We implemented a fast software based layer-4 switch to be used as the front-end node. Even though hardware based, highly scalable layer-4 switches are commercially available, we decided to implement a software based switch for two reasons: we did not have a commercial layer-4 switch available to us, and we wanted to explore what level of scalability could be achieved with a software based switch.
The switch maintains a small amount of state for each client connection being handled by the cluster. This state is used to determine the cluster node where packets from the client are to be forwarded. Additionally, the switch maintains the load on each cluster node based on the number of client connections handled by that node.
Upon seeing a connection establishment packet (TCP SYN packet), the switch chooses a distributor on the least loaded node in the cluster. Subsequent packets from the client are sent to the same node unless an update message instructs the switch to forward packets to some other node (update messages are sent by the distributor after a TCP connection handoff). Upon connection termination, a close message is sent to the switch by the cluster node that handles the connection and is used for discarding connection state at the switch.

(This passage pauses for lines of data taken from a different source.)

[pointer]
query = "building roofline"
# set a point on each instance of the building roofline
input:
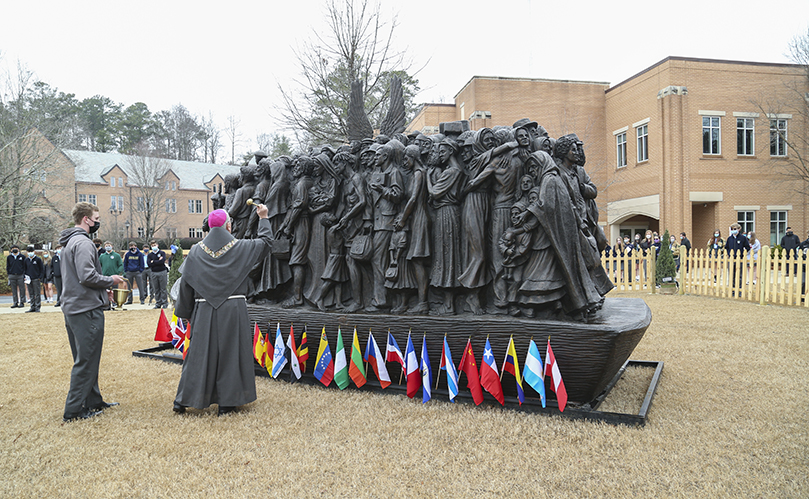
(518, 78)
(700, 59)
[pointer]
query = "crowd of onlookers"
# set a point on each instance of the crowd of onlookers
(35, 275)
(737, 241)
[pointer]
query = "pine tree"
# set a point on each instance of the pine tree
(665, 262)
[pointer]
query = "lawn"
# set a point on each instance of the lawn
(729, 420)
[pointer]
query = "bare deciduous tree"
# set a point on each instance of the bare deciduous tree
(357, 45)
(31, 185)
(147, 174)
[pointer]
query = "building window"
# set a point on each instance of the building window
(747, 219)
(778, 226)
(778, 137)
(620, 149)
(643, 143)
(711, 135)
(745, 131)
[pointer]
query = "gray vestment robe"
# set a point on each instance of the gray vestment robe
(218, 368)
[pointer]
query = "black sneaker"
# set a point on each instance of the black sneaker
(84, 414)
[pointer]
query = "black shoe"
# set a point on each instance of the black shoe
(84, 414)
(225, 409)
(104, 405)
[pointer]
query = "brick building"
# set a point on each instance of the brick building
(687, 144)
(114, 183)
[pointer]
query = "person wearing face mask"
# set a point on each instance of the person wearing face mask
(157, 264)
(111, 264)
(790, 242)
(56, 272)
(737, 244)
(83, 301)
(34, 273)
(675, 251)
(133, 268)
(15, 269)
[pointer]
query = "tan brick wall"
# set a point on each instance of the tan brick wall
(676, 166)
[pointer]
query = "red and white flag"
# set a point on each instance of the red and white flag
(552, 370)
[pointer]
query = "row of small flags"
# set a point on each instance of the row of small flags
(275, 355)
(175, 332)
(342, 369)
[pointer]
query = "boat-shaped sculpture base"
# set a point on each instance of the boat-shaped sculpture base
(589, 354)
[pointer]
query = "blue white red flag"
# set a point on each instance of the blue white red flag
(426, 373)
(412, 370)
(279, 358)
(452, 373)
(373, 356)
(552, 370)
(533, 373)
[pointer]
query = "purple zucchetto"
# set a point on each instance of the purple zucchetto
(217, 218)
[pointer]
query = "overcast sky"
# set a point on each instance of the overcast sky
(227, 58)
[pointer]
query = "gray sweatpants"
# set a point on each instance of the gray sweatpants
(85, 332)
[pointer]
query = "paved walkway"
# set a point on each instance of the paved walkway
(6, 302)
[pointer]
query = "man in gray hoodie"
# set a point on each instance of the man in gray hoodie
(84, 298)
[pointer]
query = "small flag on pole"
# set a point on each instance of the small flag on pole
(512, 365)
(426, 373)
(452, 374)
(533, 373)
(412, 369)
(470, 368)
(303, 349)
(489, 378)
(259, 346)
(552, 370)
(355, 369)
(374, 357)
(293, 355)
(340, 366)
(279, 359)
(163, 332)
(324, 367)
(393, 353)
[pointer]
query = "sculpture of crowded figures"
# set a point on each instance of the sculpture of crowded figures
(463, 221)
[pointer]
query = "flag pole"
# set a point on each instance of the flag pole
(438, 374)
(366, 347)
(401, 373)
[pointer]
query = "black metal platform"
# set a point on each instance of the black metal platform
(167, 353)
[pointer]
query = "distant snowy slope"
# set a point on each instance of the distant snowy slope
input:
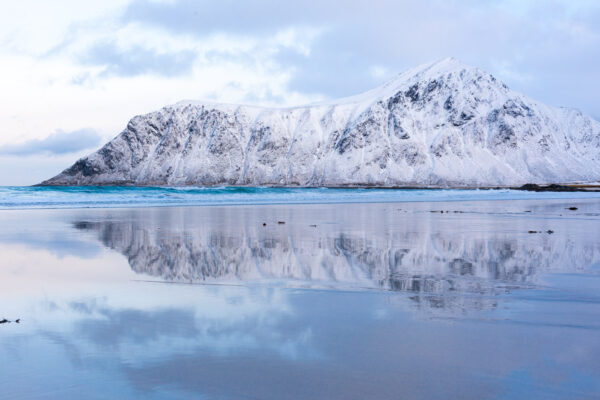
(442, 124)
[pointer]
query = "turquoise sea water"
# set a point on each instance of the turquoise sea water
(23, 197)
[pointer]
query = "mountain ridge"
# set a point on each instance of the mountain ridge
(442, 124)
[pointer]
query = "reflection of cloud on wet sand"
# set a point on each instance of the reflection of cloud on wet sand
(442, 268)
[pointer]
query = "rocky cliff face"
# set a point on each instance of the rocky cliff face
(443, 124)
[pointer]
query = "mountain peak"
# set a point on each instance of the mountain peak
(435, 69)
(439, 124)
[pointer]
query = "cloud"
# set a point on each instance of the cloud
(138, 60)
(59, 142)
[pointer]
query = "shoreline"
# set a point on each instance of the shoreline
(551, 187)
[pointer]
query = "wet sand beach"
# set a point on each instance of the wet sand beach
(421, 300)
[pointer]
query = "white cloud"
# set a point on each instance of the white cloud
(149, 54)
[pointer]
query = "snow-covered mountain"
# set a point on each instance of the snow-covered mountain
(442, 124)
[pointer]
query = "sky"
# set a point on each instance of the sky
(73, 73)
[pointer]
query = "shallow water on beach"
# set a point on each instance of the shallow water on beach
(28, 197)
(485, 300)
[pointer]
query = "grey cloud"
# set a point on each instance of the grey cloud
(59, 142)
(138, 60)
(555, 44)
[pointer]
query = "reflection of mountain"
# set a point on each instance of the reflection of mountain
(422, 261)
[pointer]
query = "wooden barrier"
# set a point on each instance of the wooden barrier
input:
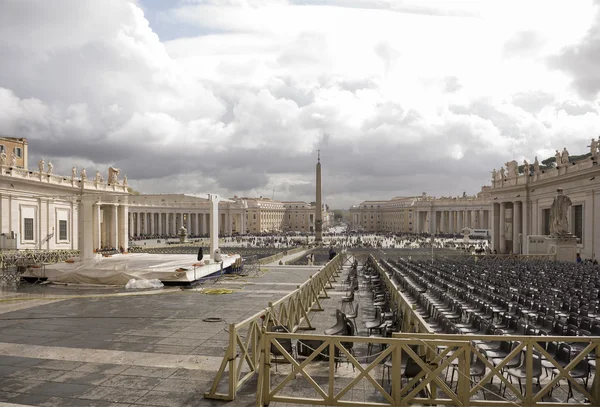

All outgoing data from the cluster is sent directly to the clients and does not pass through the switch. Only the packets sent by the clients are received and forwarded by the switch. To improve switch performance, the forwarding module in the switch avoids interrupts and uses soft timer based polling to receive network packets [5,25]. In Section 6, we report the forwarding throughput of this switch.
Using a front-end layer-4 switch (as opposed to using, for instance, DNS round-robin to distribute requests among the server nodes) offers several important advantages. The first is increased security. By hiding the back-end nodes of the cluster from the outside world, would-be attackers cannot directly attack these nodes. The second advantage is availability. By making the individual cluster nodes transparent to the client, failed or off-line server nodes can be replaced transparently. Finally, when combined with TCP handoff, the use of a switch increases efficiency, as ACK packets from clients need not be forwarded by the server node that originally received a request.
Of course, a front-end switch forms a single point of failure in the cluster. There are, however, a number of possible solutions to this problem, such as using a hot-swappable spare.